Doch dann kam der Rückschlag: Der wegen des Angriffs rechtskräftig zu Gefängnis verurteilte Ex-Mann floh vor dem Haftantritt. Als die Frau davon erfuhr, brach sie zusammen. Aus Angst entwickelte sie eine schwere Depression. Die jetzt 46-jährige Frau kann wegen der posttraumatischen Belastungsstörung (mit Folgen wie Gewichtsverlust, Infektanfälligkeit, Erschöpfung und Schlaflosigkeit) nicht mehr ganztags arbeiten, lebt von Minijobs und Hartz-IV-Leistungen.
Der Antrag auf eine Rente nach dem Opferentschädigungsgesetz wurde vom Landesversorgungsamt Hessen abgelehnt: Die Gesundheitsschäden seien durch die Flucht des Ehemannes und nicht durch die Gewalttat ausgelöst worden. Deshalb bestehe kein Anspruch auf Beschädigtenrente. Dem widersprach das Landessozialgericht Hessen (L 4 VE 14/10).

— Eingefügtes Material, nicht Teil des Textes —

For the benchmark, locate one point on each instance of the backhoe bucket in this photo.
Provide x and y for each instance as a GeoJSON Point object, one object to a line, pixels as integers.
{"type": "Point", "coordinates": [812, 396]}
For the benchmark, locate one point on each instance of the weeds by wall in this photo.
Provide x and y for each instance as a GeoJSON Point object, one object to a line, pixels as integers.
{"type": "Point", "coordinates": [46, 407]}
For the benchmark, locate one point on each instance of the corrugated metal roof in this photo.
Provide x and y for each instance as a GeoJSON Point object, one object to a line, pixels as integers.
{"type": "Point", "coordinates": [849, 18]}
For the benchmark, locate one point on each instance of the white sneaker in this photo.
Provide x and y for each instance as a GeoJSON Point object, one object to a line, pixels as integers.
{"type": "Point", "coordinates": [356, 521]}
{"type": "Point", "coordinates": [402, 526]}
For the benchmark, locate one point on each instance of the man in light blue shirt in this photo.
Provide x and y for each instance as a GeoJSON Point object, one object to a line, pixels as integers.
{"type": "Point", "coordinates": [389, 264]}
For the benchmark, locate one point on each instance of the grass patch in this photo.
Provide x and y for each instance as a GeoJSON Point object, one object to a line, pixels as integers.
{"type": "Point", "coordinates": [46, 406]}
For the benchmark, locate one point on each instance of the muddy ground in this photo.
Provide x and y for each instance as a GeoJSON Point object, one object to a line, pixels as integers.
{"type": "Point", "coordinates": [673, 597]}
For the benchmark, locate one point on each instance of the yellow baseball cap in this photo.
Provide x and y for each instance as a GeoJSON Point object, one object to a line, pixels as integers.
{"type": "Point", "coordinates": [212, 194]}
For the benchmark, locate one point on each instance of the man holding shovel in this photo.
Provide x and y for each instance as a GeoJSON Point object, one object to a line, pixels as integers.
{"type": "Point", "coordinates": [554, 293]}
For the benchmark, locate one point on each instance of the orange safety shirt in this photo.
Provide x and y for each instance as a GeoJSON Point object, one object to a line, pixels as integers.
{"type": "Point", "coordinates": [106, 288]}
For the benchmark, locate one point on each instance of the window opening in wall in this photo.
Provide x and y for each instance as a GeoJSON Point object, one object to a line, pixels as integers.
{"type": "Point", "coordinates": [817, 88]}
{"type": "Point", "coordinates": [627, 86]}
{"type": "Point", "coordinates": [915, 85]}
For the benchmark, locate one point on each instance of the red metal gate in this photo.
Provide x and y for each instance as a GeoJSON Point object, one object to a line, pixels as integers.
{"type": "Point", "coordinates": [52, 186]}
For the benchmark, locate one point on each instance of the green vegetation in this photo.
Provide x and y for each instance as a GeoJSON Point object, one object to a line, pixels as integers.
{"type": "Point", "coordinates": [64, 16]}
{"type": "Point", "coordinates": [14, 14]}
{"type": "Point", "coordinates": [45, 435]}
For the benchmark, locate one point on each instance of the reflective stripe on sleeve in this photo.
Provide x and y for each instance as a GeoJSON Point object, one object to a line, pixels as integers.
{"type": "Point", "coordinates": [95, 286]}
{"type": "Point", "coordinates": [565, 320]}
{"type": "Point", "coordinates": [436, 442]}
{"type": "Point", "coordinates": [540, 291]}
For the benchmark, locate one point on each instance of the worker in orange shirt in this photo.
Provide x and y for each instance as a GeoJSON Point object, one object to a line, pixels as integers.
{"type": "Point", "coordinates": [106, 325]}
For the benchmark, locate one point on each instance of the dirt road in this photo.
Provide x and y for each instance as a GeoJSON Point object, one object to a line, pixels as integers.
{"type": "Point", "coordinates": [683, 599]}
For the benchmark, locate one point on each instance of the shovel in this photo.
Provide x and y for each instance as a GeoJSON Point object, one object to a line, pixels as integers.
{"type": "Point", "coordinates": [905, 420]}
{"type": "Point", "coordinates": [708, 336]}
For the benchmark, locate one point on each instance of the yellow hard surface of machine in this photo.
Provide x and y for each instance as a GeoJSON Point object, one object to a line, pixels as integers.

Die Flucht des Täters vor Beginn der Gefängnisstrafe sei von der ursprünglichen Tat nicht zu trennen. Dass das Opfer deshalb zunehmend unter Angstzuständen und Depression leide, weil es eine erneute Begegnung und Wiederholung der Aggression fürchte, sei eine nachvollziehbare Folge, die kausal auf die Gewalttat zurückzuführen sei. Daher sei der Frau eine Beschädigtenrente zu zahlen.